Он побежал за девушкой, и было видно, как она вырвала у него руку и перешла на другую сторону улицы.

Адашова еще не приехала со спектакля; Ханин лег на диван и уснул, а Лапшин разобрал от нечего делать электрический утюг и стал возиться с новым элементом, который принес с собой. Отвертки у него не было, он действовал лезвием ножа и тоненько насвистывал:

Ты красив сам собой,
Кари очи,
Я не сплю уж двенадцать ночей…

Он работал и насвистывал, и представлял себе, что Адашова — его жена, и что он сидит в своей квартире и ждет свою жену, и что она сейчас придет, увидит починенный утюг и скажет:

— Вот молодец!

В коридоре позвонил телефон, и квартирная хозяйка позвала Лапшина. Он взял трубку. Ему сказали, что сейчас в пригороде пьют двое бандитов, что хорошо бы ему поехать.

— Я бы и сам поехал, — говорил начальник, — да у меня сейчас совещание. Неудобно.

Лапшин вернулся в комнату, кончил с утюгом, прибрал на столе и спустился вниз ждать машину. Ему очень хотелось увидеть сейчас Адашову, но ее не было.

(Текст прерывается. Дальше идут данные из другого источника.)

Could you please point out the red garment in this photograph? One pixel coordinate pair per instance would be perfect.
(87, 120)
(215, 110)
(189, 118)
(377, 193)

Он закурил папиросу, сел в машину и спросил у Побужинского обстоятельства дела.

Потом опять засвистал:

Ты красив сам собой,
Кари очи,
Я не сплю уж двенадцать ночей…

Машина летела по прозрачным, застывшим проспектам, и когда выехали из города, то увидели отблески вечерней зари. Небо было на горизонте лимонного цвета, и там плыло длинное, узкое облако.

— Шухер должен быть, — сказал Побужинский. — Верно, товарищ начальник?

— Повяжем! — сказал Лапшин.

— А правда, что Окошкин женился? — спросил Побужинский.

Лапшин свернул влево на проселок, остановил автомобиль у рощи и вылез, разминая затекшие ноги. Здесь пахло прошлогодней прелой листвой, и Лапшину вспомнилось вдруг детство.

Пересекли рощу, и Побужинский постучал в окно низкого дома. Лапшин встал у двери и вынул браунинг. С грузным шумом пролетела над домом какая-то тяжелая ночная птица.

Дверь открылась; Лапшин сунул браунинг в белеющее лицо и приказал поднять руки вверх. Но в это время за домом посыпались стекла, два раза выстрелил Побужинский, и Бычков злобно крикнул:

— Тю, сволочи!

Бандиты ушли через слуховое окно и залегли в роще. Завязалась легонькая перестрелка. Три раза выстрелили с той стороны, один раз с этой. Бычков сидел на пеньке и зевал.

— Ладно, выходи! — крикнул Лапшин. — Будет дурака валять!

В роще молчали.

Лапшин взял у Побужииского наган и пошел один на бандитов. По-прежнему пахло сырой листвой. Еще два раза выстрелили. Он побежал вперед и, когда увидел, что те встают, крикнул:

— Тихо мне!

В него выстрелили в упор. Он обозлился и сбил первого с ног рукояткой нагана. Бандиты побежали — на дома, на деревню; оттуда стеной шли колхозники, разбуженные Побужинским. Тяжело дыша, Лапшин догнал того из бандитов, который был поменьше ростом, дал ему сзади плюху и навалился на него. Было слышно, как колхозники урчали с другим.

— Ладно, пойдем, — сказал Лапшин, вставая.